Importantly, banks need to have forensic audit done to ascertain the end use of funds and deny, in case of diversion, any resolution other than liquidation unless corporate debtor brings the money back into the system. For diversion of funds, it is imperative that criminal action be initiated and cases of wilful defaults can, therefore, be entrusted to the SFIO to investigate. Wilful default be made a crime as is the law in other countries. An interesting development recently reported is regarding ABG Shipyard having allegedly siphoned `794 crore to its other group companies, including Western India Shipyard, PFS Shipping India and ABG Resources. Strangely, the EOW intended to close the investigation, citing the “civil dispute” nature of the case. But the bank approached the 71st Metropolitan Magistrate’s Court, Bandra, Mumbai, and sought the registration of an FIR against ABG Shipyard, which is now going through insolvency proceedings at the Mumbai National Company Law Tribunal. “The company management may be arrested once court papers reach the police station,” said Parvez Memon, senior partner at a legal firm.
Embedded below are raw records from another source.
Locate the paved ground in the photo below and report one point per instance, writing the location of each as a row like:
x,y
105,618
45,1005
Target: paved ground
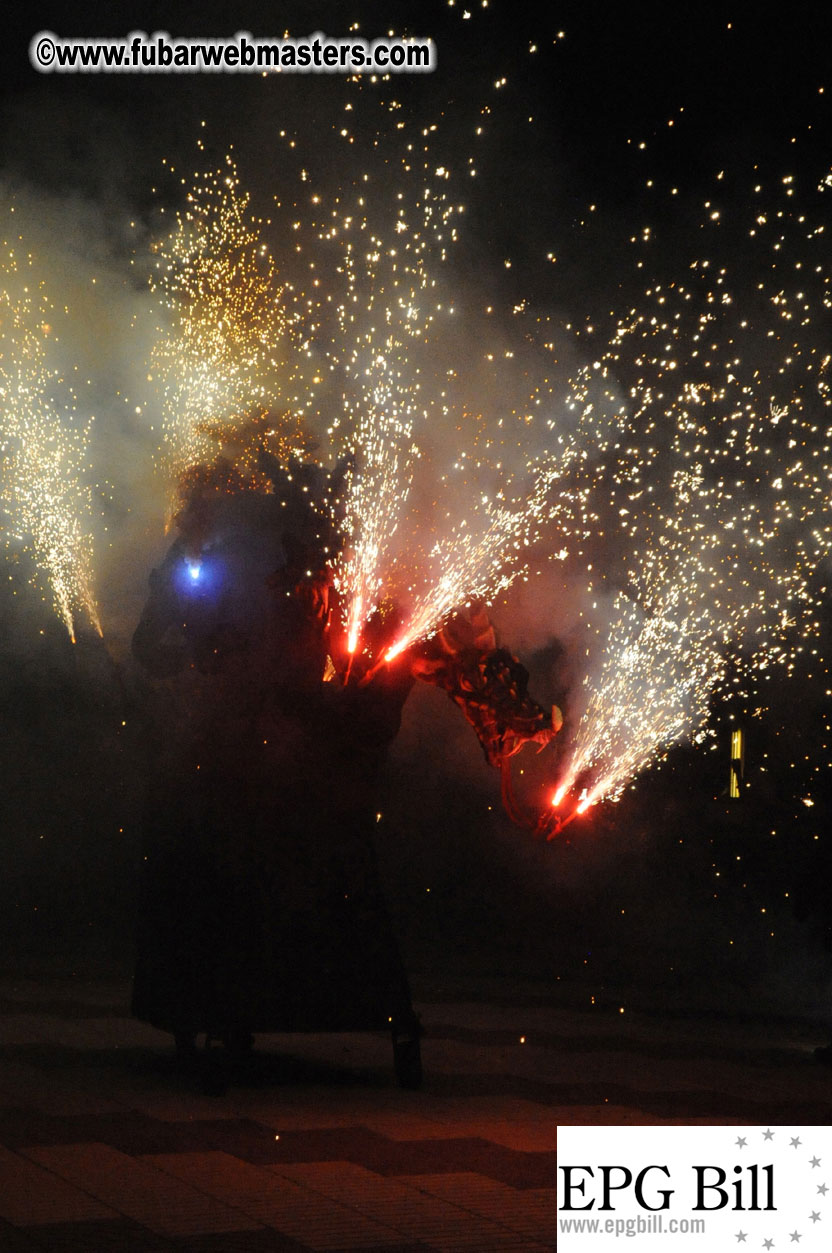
x,y
105,1147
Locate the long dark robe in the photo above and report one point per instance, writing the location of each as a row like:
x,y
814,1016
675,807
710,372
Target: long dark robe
x,y
262,907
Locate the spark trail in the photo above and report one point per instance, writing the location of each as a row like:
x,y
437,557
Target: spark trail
x,y
217,358
46,504
721,499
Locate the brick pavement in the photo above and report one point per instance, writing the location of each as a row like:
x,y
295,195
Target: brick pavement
x,y
107,1145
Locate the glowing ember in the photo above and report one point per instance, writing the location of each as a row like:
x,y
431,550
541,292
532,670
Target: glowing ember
x,y
46,504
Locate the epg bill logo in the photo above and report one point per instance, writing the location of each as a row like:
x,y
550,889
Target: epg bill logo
x,y
724,1185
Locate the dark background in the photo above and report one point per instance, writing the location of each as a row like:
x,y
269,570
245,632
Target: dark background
x,y
676,896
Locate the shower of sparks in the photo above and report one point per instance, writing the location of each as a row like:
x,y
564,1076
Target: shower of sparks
x,y
226,320
46,505
394,347
686,462
719,499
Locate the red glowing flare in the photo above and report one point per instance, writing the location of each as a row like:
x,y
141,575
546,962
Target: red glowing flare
x,y
353,632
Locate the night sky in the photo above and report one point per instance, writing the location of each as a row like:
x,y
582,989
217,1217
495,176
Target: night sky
x,y
676,894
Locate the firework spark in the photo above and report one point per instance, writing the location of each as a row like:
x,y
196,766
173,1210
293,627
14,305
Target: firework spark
x,y
719,499
216,360
46,504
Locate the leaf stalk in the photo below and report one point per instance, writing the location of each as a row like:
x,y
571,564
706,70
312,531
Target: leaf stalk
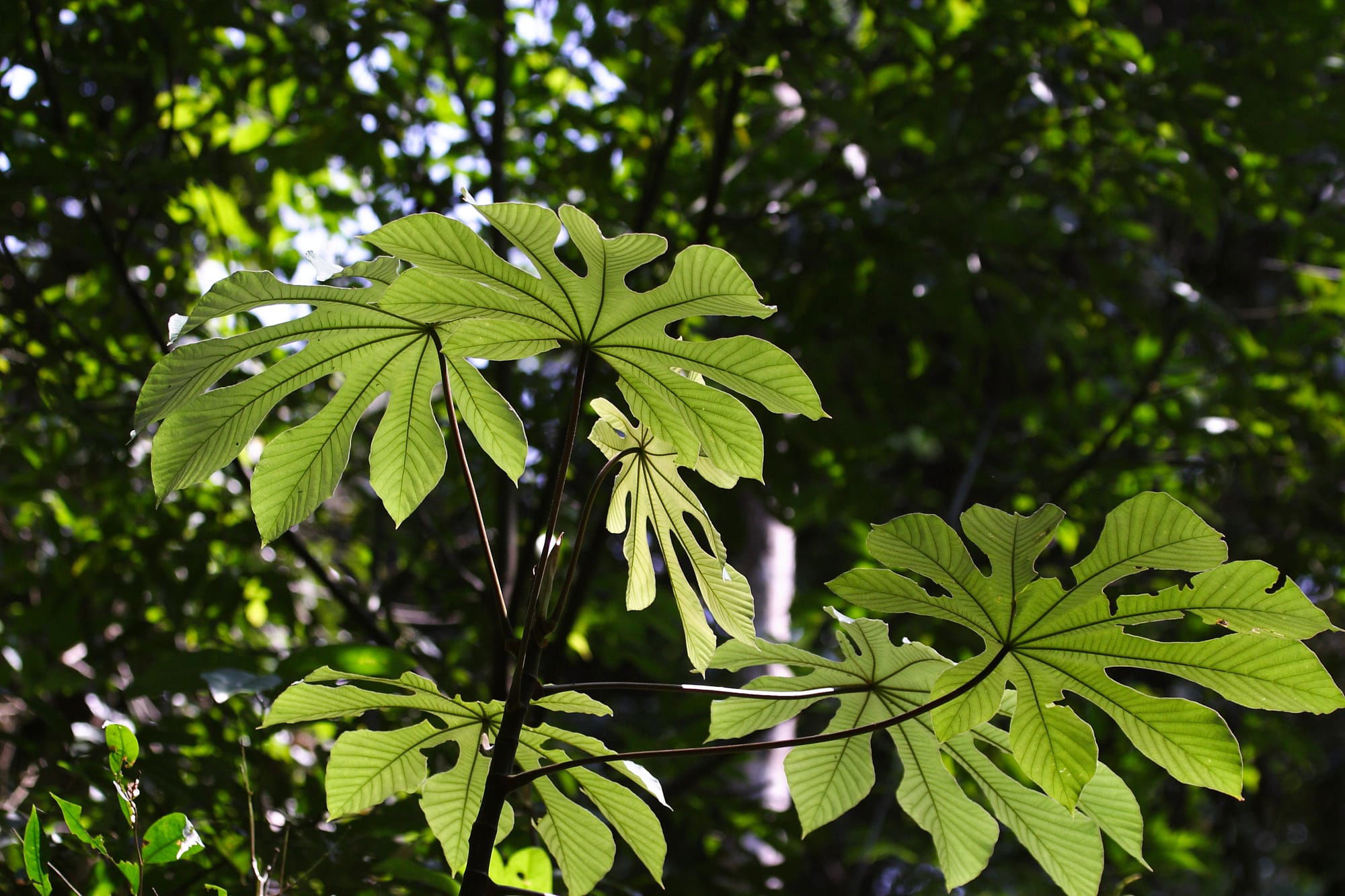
x,y
520,779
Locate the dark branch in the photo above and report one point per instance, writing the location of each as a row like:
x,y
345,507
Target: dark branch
x,y
705,689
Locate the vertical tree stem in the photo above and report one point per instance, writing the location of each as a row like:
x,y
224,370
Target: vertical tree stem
x,y
481,842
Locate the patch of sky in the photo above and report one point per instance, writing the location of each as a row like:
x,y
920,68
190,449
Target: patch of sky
x,y
18,81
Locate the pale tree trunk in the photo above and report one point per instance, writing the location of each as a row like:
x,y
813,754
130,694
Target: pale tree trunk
x,y
769,565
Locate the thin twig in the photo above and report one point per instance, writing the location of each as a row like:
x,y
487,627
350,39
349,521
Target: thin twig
x,y
471,487
518,779
813,693
57,872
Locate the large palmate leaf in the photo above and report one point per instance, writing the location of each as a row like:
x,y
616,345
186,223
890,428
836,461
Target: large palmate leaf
x,y
367,767
650,494
884,681
518,314
1046,638
349,331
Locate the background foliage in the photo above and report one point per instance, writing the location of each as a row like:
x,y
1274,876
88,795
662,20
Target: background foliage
x,y
1027,252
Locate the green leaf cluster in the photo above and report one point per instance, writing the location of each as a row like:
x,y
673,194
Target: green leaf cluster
x,y
831,778
349,333
368,767
518,314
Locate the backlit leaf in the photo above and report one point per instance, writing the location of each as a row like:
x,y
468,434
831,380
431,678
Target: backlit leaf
x,y
1052,638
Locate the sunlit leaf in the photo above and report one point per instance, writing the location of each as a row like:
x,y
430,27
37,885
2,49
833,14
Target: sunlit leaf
x,y
1051,638
601,313
649,494
350,333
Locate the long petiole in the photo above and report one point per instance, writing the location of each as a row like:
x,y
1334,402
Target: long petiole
x,y
813,693
471,490
518,779
579,538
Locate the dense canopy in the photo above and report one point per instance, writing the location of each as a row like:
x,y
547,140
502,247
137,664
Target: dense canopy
x,y
1028,255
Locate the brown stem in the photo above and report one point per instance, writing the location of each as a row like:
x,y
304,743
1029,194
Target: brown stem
x,y
482,840
812,693
523,778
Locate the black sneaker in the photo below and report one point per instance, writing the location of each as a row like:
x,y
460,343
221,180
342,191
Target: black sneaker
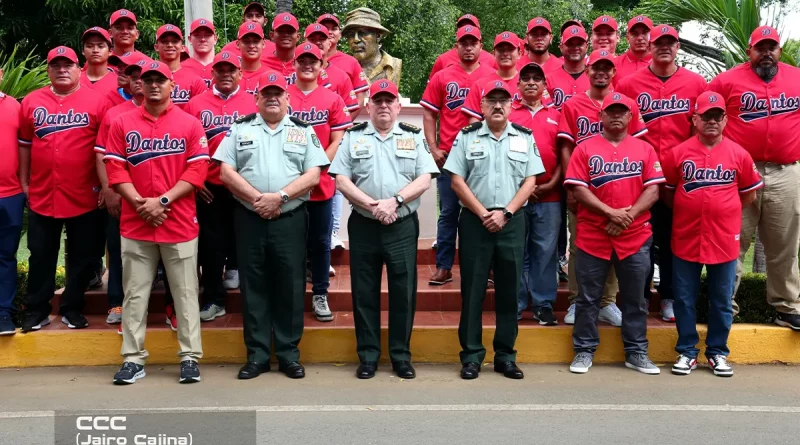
x,y
74,320
190,372
545,316
788,320
35,321
129,374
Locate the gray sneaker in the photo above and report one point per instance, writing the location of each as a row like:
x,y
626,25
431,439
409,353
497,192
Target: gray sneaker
x,y
321,309
641,363
211,312
581,363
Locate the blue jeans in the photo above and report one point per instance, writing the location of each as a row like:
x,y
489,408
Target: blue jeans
x,y
11,210
540,268
447,227
320,221
685,286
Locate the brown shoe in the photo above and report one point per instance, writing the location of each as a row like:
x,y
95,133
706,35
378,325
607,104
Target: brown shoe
x,y
441,276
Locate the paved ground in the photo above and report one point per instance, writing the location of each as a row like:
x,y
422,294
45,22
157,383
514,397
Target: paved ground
x,y
610,405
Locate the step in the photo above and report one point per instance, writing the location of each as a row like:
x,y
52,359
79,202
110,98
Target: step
x,y
434,340
429,297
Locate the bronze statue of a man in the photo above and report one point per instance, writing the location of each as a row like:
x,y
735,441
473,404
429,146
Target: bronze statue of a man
x,y
363,31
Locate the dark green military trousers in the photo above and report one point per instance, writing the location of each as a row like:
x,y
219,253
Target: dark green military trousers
x,y
372,245
480,251
271,255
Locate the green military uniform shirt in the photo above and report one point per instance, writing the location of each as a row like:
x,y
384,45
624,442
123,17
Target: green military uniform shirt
x,y
381,166
271,159
494,168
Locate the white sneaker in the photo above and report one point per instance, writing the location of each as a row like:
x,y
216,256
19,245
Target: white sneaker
x,y
570,317
231,279
336,243
611,315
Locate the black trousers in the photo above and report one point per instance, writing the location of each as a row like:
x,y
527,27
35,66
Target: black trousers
x,y
44,242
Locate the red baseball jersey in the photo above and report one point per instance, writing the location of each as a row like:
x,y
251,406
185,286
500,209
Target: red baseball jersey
x,y
154,154
61,132
324,110
187,85
445,94
617,176
580,120
9,146
352,68
472,106
666,107
217,113
763,117
561,86
544,123
204,71
627,64
707,211
450,58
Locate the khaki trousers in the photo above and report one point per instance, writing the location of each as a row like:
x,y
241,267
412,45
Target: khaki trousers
x,y
139,262
776,214
612,285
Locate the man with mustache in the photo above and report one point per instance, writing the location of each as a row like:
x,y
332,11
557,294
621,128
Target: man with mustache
x,y
709,179
762,99
270,161
614,177
665,94
493,166
580,121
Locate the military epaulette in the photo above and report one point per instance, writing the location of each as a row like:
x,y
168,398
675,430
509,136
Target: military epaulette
x,y
519,127
471,127
409,127
298,121
358,126
246,118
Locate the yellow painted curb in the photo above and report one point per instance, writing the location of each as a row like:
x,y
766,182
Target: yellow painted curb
x,y
749,343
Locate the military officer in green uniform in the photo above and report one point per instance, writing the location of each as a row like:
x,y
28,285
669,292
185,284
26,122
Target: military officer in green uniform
x,y
493,164
383,167
270,161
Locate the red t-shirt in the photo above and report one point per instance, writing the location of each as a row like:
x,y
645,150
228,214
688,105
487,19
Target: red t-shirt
x,y
707,211
544,123
617,176
154,154
61,132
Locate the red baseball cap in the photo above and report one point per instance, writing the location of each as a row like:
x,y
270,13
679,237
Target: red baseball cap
x,y
325,17
226,57
468,30
168,29
383,86
307,48
97,31
599,55
285,18
640,20
157,67
470,18
492,85
572,32
122,14
707,101
272,79
659,31
605,20
539,22
202,23
62,51
250,27
764,33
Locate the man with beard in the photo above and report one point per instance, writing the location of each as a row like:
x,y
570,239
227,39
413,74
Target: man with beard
x,y
762,99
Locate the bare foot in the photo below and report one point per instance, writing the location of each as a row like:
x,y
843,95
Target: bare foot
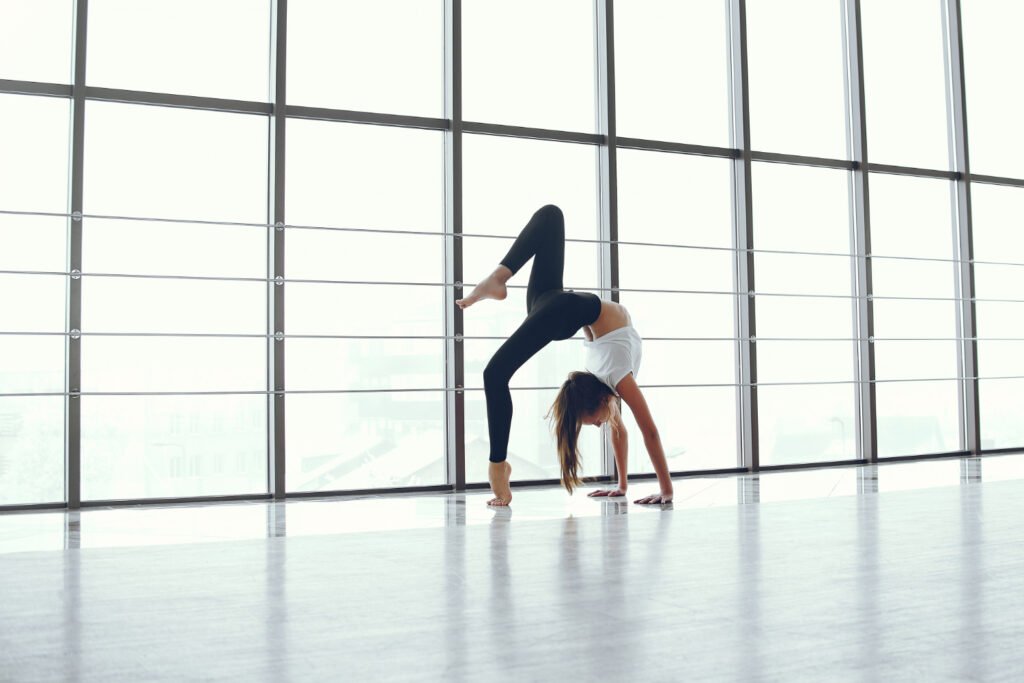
x,y
659,499
493,287
499,475
606,493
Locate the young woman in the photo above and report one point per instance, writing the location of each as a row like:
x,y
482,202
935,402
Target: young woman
x,y
613,349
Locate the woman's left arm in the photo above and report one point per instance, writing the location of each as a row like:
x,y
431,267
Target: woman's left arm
x,y
630,391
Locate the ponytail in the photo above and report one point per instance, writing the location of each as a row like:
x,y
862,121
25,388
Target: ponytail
x,y
581,395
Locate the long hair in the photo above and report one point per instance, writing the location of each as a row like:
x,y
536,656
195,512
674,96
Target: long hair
x,y
581,395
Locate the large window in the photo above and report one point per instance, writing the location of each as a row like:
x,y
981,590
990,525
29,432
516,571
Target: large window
x,y
210,275
805,352
796,77
506,180
365,312
152,331
998,253
33,177
914,286
675,223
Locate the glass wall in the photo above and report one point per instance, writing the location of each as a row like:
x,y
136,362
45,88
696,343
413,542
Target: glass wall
x,y
173,222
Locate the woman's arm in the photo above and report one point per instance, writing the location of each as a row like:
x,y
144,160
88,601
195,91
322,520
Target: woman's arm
x,y
631,393
621,449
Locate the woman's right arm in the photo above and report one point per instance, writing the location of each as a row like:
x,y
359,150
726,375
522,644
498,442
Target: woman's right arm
x,y
630,391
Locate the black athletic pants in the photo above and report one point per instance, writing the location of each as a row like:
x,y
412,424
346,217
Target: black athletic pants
x,y
552,313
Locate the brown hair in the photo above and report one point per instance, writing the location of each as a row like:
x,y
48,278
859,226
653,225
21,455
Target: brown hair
x,y
581,395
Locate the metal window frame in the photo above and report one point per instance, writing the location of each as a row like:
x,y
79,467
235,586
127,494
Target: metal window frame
x,y
747,395
860,232
967,327
276,442
455,411
606,142
73,411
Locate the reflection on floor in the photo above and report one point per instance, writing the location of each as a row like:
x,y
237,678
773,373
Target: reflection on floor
x,y
145,525
899,571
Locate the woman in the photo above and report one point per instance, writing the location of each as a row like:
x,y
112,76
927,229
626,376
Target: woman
x,y
613,349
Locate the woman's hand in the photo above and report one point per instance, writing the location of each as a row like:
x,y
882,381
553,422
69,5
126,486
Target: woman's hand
x,y
657,499
606,493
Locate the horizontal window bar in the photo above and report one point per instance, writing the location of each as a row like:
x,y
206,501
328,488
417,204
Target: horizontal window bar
x,y
531,133
484,236
370,283
228,335
286,392
920,172
643,144
347,116
996,180
181,101
799,160
35,88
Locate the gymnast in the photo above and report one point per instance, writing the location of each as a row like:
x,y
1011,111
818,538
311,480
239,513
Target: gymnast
x,y
591,397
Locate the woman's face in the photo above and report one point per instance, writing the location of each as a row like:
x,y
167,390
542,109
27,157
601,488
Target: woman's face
x,y
597,419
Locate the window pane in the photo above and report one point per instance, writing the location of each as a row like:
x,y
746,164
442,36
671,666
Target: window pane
x,y
181,364
132,247
804,209
674,199
387,55
912,217
541,173
32,303
688,361
904,82
173,446
795,56
675,268
663,314
991,54
996,213
33,243
188,47
1001,426
35,142
365,364
531,67
317,309
32,365
697,429
175,163
122,304
672,71
531,444
805,360
371,440
349,175
32,449
805,424
360,256
916,418
35,40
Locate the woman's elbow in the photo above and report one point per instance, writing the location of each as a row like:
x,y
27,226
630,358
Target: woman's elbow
x,y
650,434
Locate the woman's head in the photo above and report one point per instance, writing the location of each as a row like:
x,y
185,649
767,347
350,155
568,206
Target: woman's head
x,y
583,399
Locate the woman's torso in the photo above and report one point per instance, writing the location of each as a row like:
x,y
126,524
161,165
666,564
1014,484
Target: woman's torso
x,y
613,315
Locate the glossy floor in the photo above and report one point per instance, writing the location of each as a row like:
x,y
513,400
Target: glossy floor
x,y
902,571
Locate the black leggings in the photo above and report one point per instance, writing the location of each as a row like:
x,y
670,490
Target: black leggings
x,y
552,313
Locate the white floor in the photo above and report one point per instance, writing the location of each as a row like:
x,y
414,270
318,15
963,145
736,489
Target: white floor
x,y
904,571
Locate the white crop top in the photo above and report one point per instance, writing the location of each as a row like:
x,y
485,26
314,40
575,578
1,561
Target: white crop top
x,y
613,355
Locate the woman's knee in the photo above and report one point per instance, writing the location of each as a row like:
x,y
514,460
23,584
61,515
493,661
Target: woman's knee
x,y
495,376
552,214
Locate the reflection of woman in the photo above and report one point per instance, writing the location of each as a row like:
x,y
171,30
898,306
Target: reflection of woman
x,y
613,350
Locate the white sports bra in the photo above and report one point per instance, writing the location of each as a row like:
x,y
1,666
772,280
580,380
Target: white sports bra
x,y
613,355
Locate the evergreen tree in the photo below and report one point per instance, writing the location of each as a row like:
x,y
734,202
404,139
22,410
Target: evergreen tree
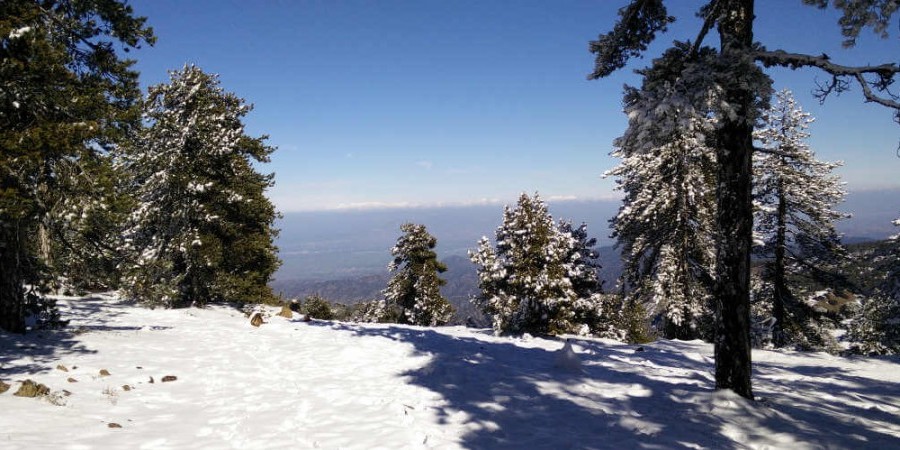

That’s exactly the way of tackling errant borrowers. Banks should show courage and determination in doing so. How many big corporates have been spared the misery and adverse consequences of such a declaration is anybody’s guess. The impact of declaring KFA and Vijay Mallya as wilful defaulters is there for everyone to see and this author was the first to declare him so. In the case of a corporate that may be going through insolvency, it is just possible that company may propose a resolution plan in cahoots with another financial services firm in India or abroad to buy back the assets at a huge discount after having diverted humongous amounts of bank loan. They would, in a legitimate way, get a discharge from the liability through NCLT, unless, of course, banks invoke personal guarantee (if they have obtained one) to recover the loss. Guarantors too may get discharged. Banks need to be wary of such attempts of the borrowers, big or small, to safeguard against misuse of the process of law, which otherwise is a remarkable piece of legislation for recovery after the SARFAESI Act as far as banks and financial institutions are concerned.